At Advanced Infrastructure, we are the only company offering a solution to the problem of tracing electricity through time and space.
Advanced Infrastructure have built the world’s first big data enabled platform that uses the real physics of the electricity grid to trace power. With this approach, we have been able to map the energy flows of the entire UK electricity network with data that updates in real time. A forthcoming machine learning upgrade will allow prediction of future energy flows, enabling better low carbon planning by generators, suppliers, and consumers.

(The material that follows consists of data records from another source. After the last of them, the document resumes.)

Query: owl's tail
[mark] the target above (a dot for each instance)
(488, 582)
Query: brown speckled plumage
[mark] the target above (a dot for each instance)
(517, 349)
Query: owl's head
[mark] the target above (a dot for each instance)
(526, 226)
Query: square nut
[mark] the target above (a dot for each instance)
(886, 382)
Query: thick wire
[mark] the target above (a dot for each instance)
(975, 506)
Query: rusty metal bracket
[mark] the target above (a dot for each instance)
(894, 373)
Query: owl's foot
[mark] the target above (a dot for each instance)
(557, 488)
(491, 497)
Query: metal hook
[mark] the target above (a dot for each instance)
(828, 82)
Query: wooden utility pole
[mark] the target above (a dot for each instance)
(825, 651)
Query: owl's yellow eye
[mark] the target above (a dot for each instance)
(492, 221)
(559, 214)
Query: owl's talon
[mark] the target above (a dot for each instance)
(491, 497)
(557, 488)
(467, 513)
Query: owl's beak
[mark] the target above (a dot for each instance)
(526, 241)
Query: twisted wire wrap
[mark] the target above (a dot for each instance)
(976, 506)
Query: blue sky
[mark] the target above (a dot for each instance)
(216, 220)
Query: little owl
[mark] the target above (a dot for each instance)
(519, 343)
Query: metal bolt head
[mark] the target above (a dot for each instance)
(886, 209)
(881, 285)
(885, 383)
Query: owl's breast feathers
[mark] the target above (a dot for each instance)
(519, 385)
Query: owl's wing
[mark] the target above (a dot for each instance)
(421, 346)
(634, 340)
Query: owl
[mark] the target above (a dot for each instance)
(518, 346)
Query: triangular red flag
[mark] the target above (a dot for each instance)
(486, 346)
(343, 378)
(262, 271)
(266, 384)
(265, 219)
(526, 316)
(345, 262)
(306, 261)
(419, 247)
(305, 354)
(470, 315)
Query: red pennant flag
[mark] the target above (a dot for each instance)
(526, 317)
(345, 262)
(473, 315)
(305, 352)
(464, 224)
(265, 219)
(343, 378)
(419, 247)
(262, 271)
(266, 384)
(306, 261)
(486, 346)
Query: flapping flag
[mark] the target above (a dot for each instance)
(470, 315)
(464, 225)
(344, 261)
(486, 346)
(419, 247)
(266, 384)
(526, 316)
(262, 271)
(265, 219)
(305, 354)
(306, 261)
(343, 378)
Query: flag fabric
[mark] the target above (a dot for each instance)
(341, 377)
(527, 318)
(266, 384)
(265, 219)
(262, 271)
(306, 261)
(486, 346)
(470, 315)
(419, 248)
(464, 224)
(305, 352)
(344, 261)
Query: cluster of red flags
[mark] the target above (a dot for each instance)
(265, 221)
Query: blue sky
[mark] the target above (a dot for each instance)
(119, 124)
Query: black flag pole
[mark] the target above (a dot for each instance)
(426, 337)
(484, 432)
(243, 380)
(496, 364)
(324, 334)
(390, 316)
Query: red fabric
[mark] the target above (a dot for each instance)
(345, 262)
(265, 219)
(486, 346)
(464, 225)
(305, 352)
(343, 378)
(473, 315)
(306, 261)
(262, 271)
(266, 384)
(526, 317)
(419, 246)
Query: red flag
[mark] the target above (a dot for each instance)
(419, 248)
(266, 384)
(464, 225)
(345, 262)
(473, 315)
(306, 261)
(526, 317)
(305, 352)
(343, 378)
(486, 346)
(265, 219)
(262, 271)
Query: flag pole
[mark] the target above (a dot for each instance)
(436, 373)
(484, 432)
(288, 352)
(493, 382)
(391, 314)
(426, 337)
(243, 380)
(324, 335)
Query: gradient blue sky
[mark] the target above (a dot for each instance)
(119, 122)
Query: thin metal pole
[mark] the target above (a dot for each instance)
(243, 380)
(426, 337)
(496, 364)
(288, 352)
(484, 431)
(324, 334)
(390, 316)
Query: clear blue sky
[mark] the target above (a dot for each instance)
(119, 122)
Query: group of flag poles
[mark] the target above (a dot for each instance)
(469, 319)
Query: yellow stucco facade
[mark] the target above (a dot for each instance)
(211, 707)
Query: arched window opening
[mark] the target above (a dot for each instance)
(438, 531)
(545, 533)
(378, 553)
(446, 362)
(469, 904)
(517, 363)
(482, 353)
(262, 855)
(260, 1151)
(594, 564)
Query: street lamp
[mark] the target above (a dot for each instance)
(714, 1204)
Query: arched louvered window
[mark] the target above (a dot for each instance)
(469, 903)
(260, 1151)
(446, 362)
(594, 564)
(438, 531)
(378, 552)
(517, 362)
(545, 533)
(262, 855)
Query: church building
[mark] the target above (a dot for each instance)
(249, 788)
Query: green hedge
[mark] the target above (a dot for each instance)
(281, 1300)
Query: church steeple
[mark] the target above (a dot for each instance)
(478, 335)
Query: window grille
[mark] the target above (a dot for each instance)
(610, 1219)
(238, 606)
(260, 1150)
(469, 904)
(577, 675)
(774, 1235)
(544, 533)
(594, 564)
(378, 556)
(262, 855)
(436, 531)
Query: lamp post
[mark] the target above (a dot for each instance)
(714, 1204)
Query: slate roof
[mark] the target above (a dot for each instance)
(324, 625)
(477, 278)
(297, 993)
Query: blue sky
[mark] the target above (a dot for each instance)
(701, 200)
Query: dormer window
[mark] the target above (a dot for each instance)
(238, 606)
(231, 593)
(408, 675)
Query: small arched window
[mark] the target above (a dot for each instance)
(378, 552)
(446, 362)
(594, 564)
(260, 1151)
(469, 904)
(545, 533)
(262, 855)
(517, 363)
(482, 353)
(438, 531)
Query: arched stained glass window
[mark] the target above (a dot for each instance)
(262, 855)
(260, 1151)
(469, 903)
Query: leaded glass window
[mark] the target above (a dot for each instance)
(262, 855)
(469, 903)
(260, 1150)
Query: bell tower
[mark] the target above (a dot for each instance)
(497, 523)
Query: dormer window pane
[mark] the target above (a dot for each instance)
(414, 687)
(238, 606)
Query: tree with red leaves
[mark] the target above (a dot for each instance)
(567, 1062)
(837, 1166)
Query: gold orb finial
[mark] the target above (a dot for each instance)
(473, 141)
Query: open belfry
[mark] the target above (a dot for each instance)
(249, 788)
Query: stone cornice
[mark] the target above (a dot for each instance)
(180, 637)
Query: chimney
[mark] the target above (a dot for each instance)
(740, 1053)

Deployed at scale, real-time, hyperlocal solutions empower consumers to take action on their carbon emissions. They can also reduce the demand on fossil fuel electricity generators that currently make up for shortfalls in real-time renewable production by supplying dirty power. and crucially marginal plants (typically gas turbines) which come online to make up the shortfall when renewable production cannot keep up with demand.
Advanced Infrastructure have built the first live map tracing the power flows of the entire UK electricity network
24-7, hyperlocal, electricity data enables sustainable climate-conscious action. It enables users to actively monitor the climate impact of their energy consumption and make responsible decisions based on the carbon intensity of their local grid. It contributes to better grid planning and renewable generation projects that are targeted to local energy demand.
It is time the energy system moved from a ‘green on paper’ approach to a transparent and traceable system. A system that can claim to be truly green.